Both tend to make the 731-1 alkaline near the cathode excess of hydroxyl ions over hydrogen ions: In 73611 to the anodic reaction for example equation 1cathodic reactions do not involve the passage of metal into solution.
bw Hence, in general, corrosion does not occur at cathodic areas. In aerated, near-neutral conditions, the iron ions produced at the anode react with the hydroxyl ions formed at a nearby cathodic site to produce ferrous hydroxide. However, ferrous hydroxide is readily converted be rust in the presence of oxygen, thus the overall reaction which proceeds through a series of intermediate steps is that given in equation 4.
For example, if the relevant reaction is that given by equation 3, replenishment of oxygen may be the controlling factor.

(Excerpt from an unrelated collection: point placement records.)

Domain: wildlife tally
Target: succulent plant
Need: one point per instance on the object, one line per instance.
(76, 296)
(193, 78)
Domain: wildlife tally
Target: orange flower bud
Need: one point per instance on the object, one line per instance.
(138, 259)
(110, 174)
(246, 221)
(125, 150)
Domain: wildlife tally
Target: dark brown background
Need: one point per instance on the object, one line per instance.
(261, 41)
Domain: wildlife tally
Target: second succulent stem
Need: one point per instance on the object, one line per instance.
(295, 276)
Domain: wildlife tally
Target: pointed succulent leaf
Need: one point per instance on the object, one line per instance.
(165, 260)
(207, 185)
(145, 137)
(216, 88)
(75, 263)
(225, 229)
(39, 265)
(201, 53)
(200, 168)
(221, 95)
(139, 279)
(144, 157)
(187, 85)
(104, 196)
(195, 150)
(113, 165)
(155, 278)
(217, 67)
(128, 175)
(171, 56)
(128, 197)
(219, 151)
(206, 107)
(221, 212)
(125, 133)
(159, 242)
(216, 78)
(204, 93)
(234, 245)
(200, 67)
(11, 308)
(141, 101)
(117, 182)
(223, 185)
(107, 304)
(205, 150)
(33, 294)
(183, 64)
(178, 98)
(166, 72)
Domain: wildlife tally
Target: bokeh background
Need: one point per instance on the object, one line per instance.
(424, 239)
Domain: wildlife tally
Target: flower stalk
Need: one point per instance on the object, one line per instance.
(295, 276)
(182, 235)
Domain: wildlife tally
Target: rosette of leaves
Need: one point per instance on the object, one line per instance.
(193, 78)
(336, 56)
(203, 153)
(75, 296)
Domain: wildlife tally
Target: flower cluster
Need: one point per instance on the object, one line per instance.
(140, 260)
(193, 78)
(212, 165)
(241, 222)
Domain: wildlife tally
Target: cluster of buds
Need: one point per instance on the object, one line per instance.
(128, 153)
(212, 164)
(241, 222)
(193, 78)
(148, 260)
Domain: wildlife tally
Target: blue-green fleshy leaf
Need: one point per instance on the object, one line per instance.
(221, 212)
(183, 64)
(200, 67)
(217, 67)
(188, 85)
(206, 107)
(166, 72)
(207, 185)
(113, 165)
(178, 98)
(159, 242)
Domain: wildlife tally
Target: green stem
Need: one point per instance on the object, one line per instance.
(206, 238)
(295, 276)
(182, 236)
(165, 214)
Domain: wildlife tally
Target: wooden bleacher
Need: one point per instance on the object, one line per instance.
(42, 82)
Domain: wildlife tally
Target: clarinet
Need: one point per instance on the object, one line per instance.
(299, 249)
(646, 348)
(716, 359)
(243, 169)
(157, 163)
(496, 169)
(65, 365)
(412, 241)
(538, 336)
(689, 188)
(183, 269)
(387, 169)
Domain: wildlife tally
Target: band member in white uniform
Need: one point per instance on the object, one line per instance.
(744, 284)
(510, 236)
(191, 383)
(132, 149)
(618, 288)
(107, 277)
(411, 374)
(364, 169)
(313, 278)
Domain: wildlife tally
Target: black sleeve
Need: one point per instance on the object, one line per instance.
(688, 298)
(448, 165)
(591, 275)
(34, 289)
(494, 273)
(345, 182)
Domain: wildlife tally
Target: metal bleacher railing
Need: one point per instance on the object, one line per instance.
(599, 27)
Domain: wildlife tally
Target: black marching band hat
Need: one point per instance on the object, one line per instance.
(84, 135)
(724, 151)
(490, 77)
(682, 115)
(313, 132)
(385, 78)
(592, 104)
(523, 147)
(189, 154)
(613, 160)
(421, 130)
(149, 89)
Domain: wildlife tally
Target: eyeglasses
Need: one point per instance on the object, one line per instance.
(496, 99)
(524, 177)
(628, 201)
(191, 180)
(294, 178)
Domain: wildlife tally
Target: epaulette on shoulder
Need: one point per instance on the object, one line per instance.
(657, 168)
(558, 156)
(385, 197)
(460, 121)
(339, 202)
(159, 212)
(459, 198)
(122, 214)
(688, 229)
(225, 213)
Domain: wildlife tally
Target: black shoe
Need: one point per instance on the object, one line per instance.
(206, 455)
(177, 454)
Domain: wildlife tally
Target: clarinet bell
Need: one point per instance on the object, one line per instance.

BS – Cathodic protection. Code of practice for land and marine applications
In near-neutral anaerobic soils, sulphate-reducing bacteria give rise to a further type of cathodic reaction and soils of this kind are often particularly aggressive to iron and steel. It is possible by determining pH and redox potential, to assess whether conditions are such that sulphate-reducing bacteria are likely to be active see Appendix A. The reactions occurring at cathodes do not directly result in corrosion. It should be noted, however, that the environment of the metal is altered, for example it becomes more alkaline see above.
In the case of aluminium and occasionally lead, corrosion may result. Alkalinity may also cause deterioration of paints and other coatings by saponification.